Let $X$ be a topological space (or a site) and let $M$ be a sheaf on $X$. If $X$ is paracompact, or if $X$ is a noetherian separated scheme and $M$ is quasi-coherent, or if $X$ is quasi-projective over an affine scheme and $M$ is an étale sheaf, we know that the Čech cohomology $\smash{\check{\mathrm{H}}}^\bullet(X,M)$ coincides with the sheaf cohomology $H^\bullet(X,M)$.
I wonder what happens when $M$ is a (possibly unbounded) complex. Is there a Čech-like way of describing the (hyper)cohomology $H^\bullet(X,M^\bullet)$ or, even better, the complex $\mathsf{R}f_* M^\bullet$ for some map $f$?

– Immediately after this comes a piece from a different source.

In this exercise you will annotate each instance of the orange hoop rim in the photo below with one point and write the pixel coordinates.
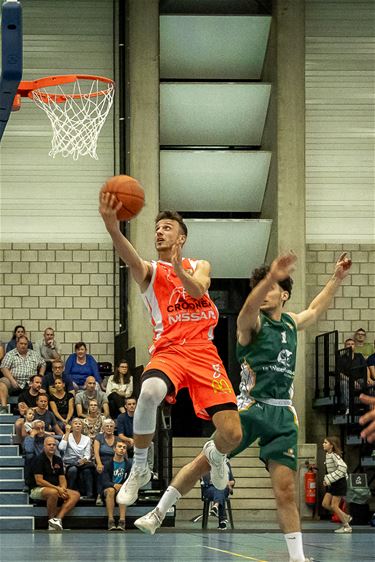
(27, 87)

If that's necessary, an answer using hypercovers (which I know very little about) would also be interesting!
Best Answer
Yes, the Verdier hypercovering theorem allows one to compute sheaf cohomology on any site in terms of hypercovers.
Specifically, suppose $M$ is a presheaf of unbounded cochain complexes on a site $S$ and $X∈S$.
Denote by $H/X$ the category whose objects are hypercovers of $X$ and morphisms are commutative triangles.
Denote by $\def\Ch{{\sf Ch}}\def\op{{\sf op}}H/X^\op→\Ch$ the (contravariant) functor that sends a hypercover $U→X$ to the mapping chain complex $\def\Map{\mathop{\rm Map}}\Map(U,M)$ and on morphisms is given by the restriction maps.
Denote by $C(X,M)$ the colimit of the functor $H/X^\op→\Ch$. Since hypercovers can be pulled back, a morphism $X→Y$ induces a map $C(Y,M)→C(X,M)$, which turns $C(-,M)$ into a presheaf of chain complexes.
The canonical map $M→C(-,M)$ is a local quasi-isomorphism and its target satisfies the homotopy coherent descent property with respect to all hypercovers. Therefore, the cohomology of $C(-,M)$ computes the sheaf cohomology with coefficients in $M$.